The Pakistan Tehreek-e-Insaf (PTI) is formulating a plan to form government in Centre, Punjab and Khyber Pakhtunkhwa amidst the rise of its backed independent candidates as leading contenders in the general elections held on Feb 8.
A statement issued after the party’s core committee on Monday stated that specialised committees entrusted with the responsibility of devising strategies for government formation in these pivotal regions had been constituted.
These bodies are focused on accelerating the nomination process for crucial governmental and parliamentary roles, guided by their proposed recommendations and strategies.
The embattled party secured a heavy mandate in the last week’s polls, winning 92 of the 266 National Assembly and 90 of 112 K-P Assembly seats.
The PTI-backed candidates ran as independents due to the party losing the election symbol of ‘bat’ following controversy surrounding its intra-party elections.
In the statement, the party hailed the citizens for exhibiting political and democratic maturity through their enthusiastic engagement in the electoral process on Feb 8.
The PTI affirmed its commitment to prevent any unethical endeavours to hand over the country’s leadership to individuals with criminal backgrounds.
Read also: PTI asserts majority, urges respect for public mandate
The party maintained that the populace, through their votes, bestowed upon PTI’s founding chairman Imran Khan an “unparalleled certificate of patriotism”, giving a “heavy mandate” to his party.
Separately, PTI leaders held a meeting with President Dr Arif Alvi and briefed him on the alleged irregularities during the elections.
According to a statement issued by the president’s office, Dr Alvi met with PTI leaders Raoof Hassan and Umer Niazi, during which they informed the president about the evident irregularities during the Feb 8 polls.

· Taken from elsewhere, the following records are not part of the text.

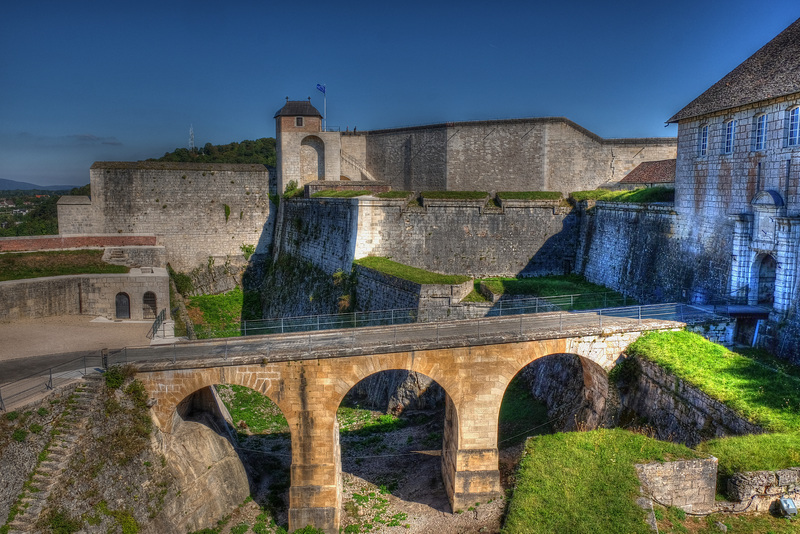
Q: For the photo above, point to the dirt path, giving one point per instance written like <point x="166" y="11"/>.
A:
<point x="72" y="333"/>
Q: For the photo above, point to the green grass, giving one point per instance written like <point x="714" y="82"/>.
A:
<point x="455" y="195"/>
<point x="584" y="482"/>
<point x="521" y="415"/>
<point x="768" y="398"/>
<point x="394" y="194"/>
<point x="260" y="414"/>
<point x="529" y="195"/>
<point x="221" y="315"/>
<point x="644" y="195"/>
<point x="23" y="265"/>
<point x="592" y="295"/>
<point x="329" y="193"/>
<point x="758" y="452"/>
<point x="406" y="272"/>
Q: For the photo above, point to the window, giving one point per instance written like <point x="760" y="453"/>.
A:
<point x="760" y="140"/>
<point x="794" y="126"/>
<point x="730" y="135"/>
<point x="703" y="145"/>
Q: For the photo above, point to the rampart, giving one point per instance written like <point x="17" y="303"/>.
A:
<point x="50" y="242"/>
<point x="88" y="294"/>
<point x="446" y="236"/>
<point x="196" y="210"/>
<point x="537" y="154"/>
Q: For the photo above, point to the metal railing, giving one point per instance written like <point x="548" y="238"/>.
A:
<point x="511" y="306"/>
<point x="417" y="336"/>
<point x="513" y="324"/>
<point x="160" y="318"/>
<point x="47" y="379"/>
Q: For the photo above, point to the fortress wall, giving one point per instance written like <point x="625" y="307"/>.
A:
<point x="183" y="204"/>
<point x="322" y="231"/>
<point x="81" y="295"/>
<point x="492" y="156"/>
<point x="649" y="252"/>
<point x="452" y="237"/>
<point x="412" y="159"/>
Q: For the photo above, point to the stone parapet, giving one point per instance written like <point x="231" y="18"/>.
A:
<point x="686" y="484"/>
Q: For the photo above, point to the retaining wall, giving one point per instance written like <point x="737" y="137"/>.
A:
<point x="677" y="411"/>
<point x="88" y="294"/>
<point x="195" y="210"/>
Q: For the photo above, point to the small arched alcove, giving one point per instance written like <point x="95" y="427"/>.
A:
<point x="764" y="274"/>
<point x="312" y="159"/>
<point x="392" y="433"/>
<point x="149" y="305"/>
<point x="122" y="305"/>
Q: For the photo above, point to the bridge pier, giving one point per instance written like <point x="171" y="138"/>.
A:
<point x="470" y="474"/>
<point x="315" y="496"/>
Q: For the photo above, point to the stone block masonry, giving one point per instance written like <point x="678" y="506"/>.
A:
<point x="196" y="210"/>
<point x="688" y="484"/>
<point x="88" y="294"/>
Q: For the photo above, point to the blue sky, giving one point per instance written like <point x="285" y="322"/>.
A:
<point x="85" y="81"/>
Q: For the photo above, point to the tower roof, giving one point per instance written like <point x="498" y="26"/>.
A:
<point x="771" y="72"/>
<point x="298" y="108"/>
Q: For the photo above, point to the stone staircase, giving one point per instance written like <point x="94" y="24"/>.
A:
<point x="68" y="430"/>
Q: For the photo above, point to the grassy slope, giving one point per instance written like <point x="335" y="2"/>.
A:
<point x="19" y="266"/>
<point x="406" y="272"/>
<point x="763" y="395"/>
<point x="584" y="482"/>
<point x="645" y="195"/>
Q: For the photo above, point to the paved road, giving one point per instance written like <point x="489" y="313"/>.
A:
<point x="61" y="368"/>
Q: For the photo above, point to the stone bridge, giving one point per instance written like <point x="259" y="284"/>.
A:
<point x="474" y="371"/>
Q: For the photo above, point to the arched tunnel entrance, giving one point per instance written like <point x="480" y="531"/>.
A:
<point x="229" y="445"/>
<point x="554" y="393"/>
<point x="392" y="431"/>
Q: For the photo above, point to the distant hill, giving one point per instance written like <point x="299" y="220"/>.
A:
<point x="13" y="185"/>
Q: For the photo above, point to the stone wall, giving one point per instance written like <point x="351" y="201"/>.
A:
<point x="648" y="251"/>
<point x="52" y="242"/>
<point x="195" y="210"/>
<point x="677" y="411"/>
<point x="686" y="484"/>
<point x="465" y="237"/>
<point x="379" y="291"/>
<point x="762" y="489"/>
<point x="503" y="155"/>
<point x="82" y="294"/>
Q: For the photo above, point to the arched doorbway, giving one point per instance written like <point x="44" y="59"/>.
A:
<point x="312" y="159"/>
<point x="149" y="305"/>
<point x="123" y="306"/>
<point x="766" y="266"/>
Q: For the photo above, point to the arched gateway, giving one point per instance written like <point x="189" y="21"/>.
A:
<point x="309" y="391"/>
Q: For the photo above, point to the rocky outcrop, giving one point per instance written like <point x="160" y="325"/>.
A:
<point x="674" y="409"/>
<point x="397" y="391"/>
<point x="576" y="391"/>
<point x="210" y="479"/>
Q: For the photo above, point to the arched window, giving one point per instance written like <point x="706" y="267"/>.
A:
<point x="794" y="126"/>
<point x="149" y="305"/>
<point x="760" y="132"/>
<point x="702" y="146"/>
<point x="123" y="306"/>
<point x="730" y="135"/>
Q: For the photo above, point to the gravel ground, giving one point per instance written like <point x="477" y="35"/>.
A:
<point x="71" y="333"/>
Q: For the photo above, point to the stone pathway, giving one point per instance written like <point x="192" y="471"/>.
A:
<point x="67" y="432"/>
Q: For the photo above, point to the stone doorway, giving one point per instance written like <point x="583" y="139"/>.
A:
<point x="123" y="306"/>
<point x="766" y="280"/>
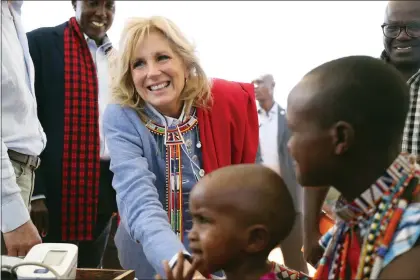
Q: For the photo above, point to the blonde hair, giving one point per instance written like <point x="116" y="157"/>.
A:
<point x="197" y="90"/>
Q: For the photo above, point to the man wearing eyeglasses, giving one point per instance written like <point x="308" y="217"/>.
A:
<point x="401" y="30"/>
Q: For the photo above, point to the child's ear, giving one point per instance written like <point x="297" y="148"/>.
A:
<point x="258" y="239"/>
<point x="343" y="137"/>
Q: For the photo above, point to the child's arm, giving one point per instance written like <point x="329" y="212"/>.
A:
<point x="313" y="199"/>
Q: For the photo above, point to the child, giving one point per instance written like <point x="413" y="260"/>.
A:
<point x="347" y="119"/>
<point x="240" y="213"/>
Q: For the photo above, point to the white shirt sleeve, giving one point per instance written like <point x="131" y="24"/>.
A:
<point x="14" y="212"/>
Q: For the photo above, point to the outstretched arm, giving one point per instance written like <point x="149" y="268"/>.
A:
<point x="138" y="201"/>
<point x="313" y="199"/>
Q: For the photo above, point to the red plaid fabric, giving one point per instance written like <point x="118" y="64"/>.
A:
<point x="81" y="162"/>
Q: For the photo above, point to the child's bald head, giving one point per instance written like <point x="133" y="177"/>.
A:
<point x="251" y="196"/>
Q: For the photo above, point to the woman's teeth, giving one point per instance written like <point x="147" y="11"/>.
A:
<point x="159" y="86"/>
<point x="98" y="24"/>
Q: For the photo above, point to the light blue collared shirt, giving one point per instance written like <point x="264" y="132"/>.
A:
<point x="21" y="130"/>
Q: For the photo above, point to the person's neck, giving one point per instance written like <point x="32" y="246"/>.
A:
<point x="267" y="104"/>
<point x="251" y="269"/>
<point x="408" y="70"/>
<point x="362" y="176"/>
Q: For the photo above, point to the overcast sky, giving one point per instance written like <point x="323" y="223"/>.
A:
<point x="241" y="40"/>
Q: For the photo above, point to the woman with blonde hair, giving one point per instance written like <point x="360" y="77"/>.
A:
<point x="169" y="125"/>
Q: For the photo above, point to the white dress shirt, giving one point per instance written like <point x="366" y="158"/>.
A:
<point x="102" y="69"/>
<point x="269" y="148"/>
<point x="21" y="130"/>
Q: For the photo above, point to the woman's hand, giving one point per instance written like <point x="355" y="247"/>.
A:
<point x="183" y="270"/>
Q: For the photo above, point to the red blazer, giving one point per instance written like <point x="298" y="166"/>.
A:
<point x="229" y="130"/>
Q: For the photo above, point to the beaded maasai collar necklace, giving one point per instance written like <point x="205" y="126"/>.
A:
<point x="375" y="214"/>
<point x="173" y="140"/>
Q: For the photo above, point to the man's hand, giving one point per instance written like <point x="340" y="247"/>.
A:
<point x="183" y="270"/>
<point x="21" y="240"/>
<point x="39" y="215"/>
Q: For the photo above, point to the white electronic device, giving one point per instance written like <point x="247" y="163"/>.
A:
<point x="61" y="258"/>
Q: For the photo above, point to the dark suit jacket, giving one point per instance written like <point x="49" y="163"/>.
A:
<point x="46" y="46"/>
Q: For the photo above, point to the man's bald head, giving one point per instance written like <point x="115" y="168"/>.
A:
<point x="363" y="91"/>
<point x="253" y="193"/>
<point x="264" y="87"/>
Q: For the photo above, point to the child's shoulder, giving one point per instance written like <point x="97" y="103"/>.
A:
<point x="280" y="272"/>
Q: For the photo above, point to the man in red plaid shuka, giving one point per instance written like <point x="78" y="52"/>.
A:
<point x="73" y="196"/>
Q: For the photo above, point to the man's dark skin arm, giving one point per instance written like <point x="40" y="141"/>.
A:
<point x="313" y="199"/>
<point x="405" y="266"/>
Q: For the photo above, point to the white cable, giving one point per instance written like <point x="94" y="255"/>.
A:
<point x="53" y="271"/>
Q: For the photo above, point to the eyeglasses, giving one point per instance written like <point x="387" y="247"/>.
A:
<point x="392" y="31"/>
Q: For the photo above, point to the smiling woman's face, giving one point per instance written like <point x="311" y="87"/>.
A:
<point x="159" y="74"/>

The PTI delegation apprised the president of the party’s stance and reiterated that Form-45, issued in various constituencies, reflected the true facts of the electoral outcomes.
They emphasised that despite attempts to pressurize the party, snatching of electoral symbols, and numerous arrests, PTI emerged victorious against all odds.
The president is bound to summon a National Assembly session to elect the speaker, deputy speaker, and the leader of the house by February 29.
Read: PTI leaders share election ‘irregularities’ with president
According to the Constitution, the president must convene the National Assembly session three weeks after the election.
It could be called earlier if a political party secures two-thirds of the seats in the National Assembly or if political parties reach an agreement to form a coalition government.
A day earlier, the PTI had demanded immediate resignation of Chief Election Commissioner (CEC) Sikandar Sultan Raja, accusing him of dereliction of his constitutional and legal duties and playing the role of a facilitator in what it termed as ‘poll fraud.’
The party further insisted that not only should CEC Raja step down, but the members of the Election Commission of Pakistan (ECP) should also tender their resignations.
It alleged that they colluded to strip PTI-backed candidates of the mandate bestowed upon them by the people in the elections.
According to the PTI, the party was cruising with a lead of 170 National Assembly seats before the alleged rigging swung the pendulum in favour of the PML-N.
Around 60 million, or approximately 47%, of nearly 129 million voters cast their ballots on Thursday.